The performance is pristine and Musgraves’s songs sometimes feel formulaic, like a math problem neatly solved in girlish handwriting. Other times, the lyrics have some twist and edge alluding to more complicated real-life emotions. It’s these glints that keep me interested as her songwriting matures.

Earlier that same day, I had been talking with Amy’s sister Donna about the common folklore of cardinals as incarnations of the dead. As it turns out, one of Musgraves’s new songs is called “Cardinal,” and it was inspired by John Prine.


WTF with Marc Maron: Billy Strings, Mark Ruffalo

Doing yard work on Friday and Saturday, I listened to a couple of episodes of WTF with Marc Maron.

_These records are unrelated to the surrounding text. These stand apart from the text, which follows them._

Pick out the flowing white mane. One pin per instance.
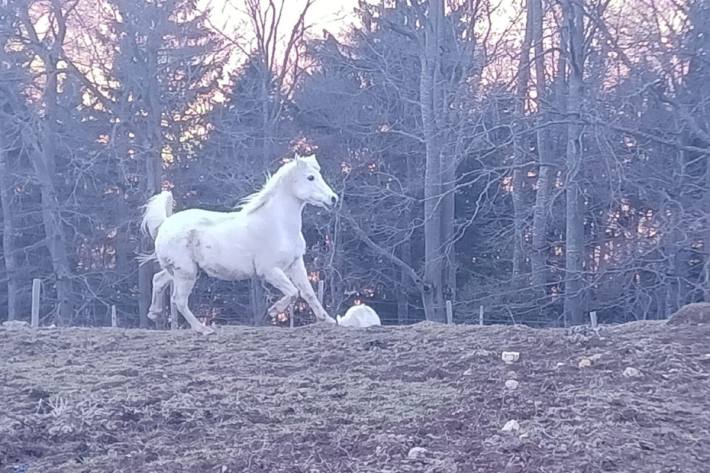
(256, 200)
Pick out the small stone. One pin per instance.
(511, 426)
(417, 453)
(15, 324)
(631, 372)
(512, 384)
(510, 357)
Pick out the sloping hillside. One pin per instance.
(425, 398)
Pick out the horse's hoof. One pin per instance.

On Friday, it was the May 16th episode, a talk with Billy Strings, the bluegrass and rock guitarist who has delighted me on YouTube for a couple of years now. Strings talked about his youth in Michigan, told a moving story about reuniting his dad with a pawned guitar, and shared his genuine love for music of various genres.

On Saturday, I mowed the lawn while listening to the February 19th episode with Mark Ruffalo, who shared some fond memories of Kenosha, Wisconsin — including Tenuta’s. Getting his bike stolen as a kid gave him the rage he needed to play the Hulk — and he tells the harrowing story of his brain tumor in 2001.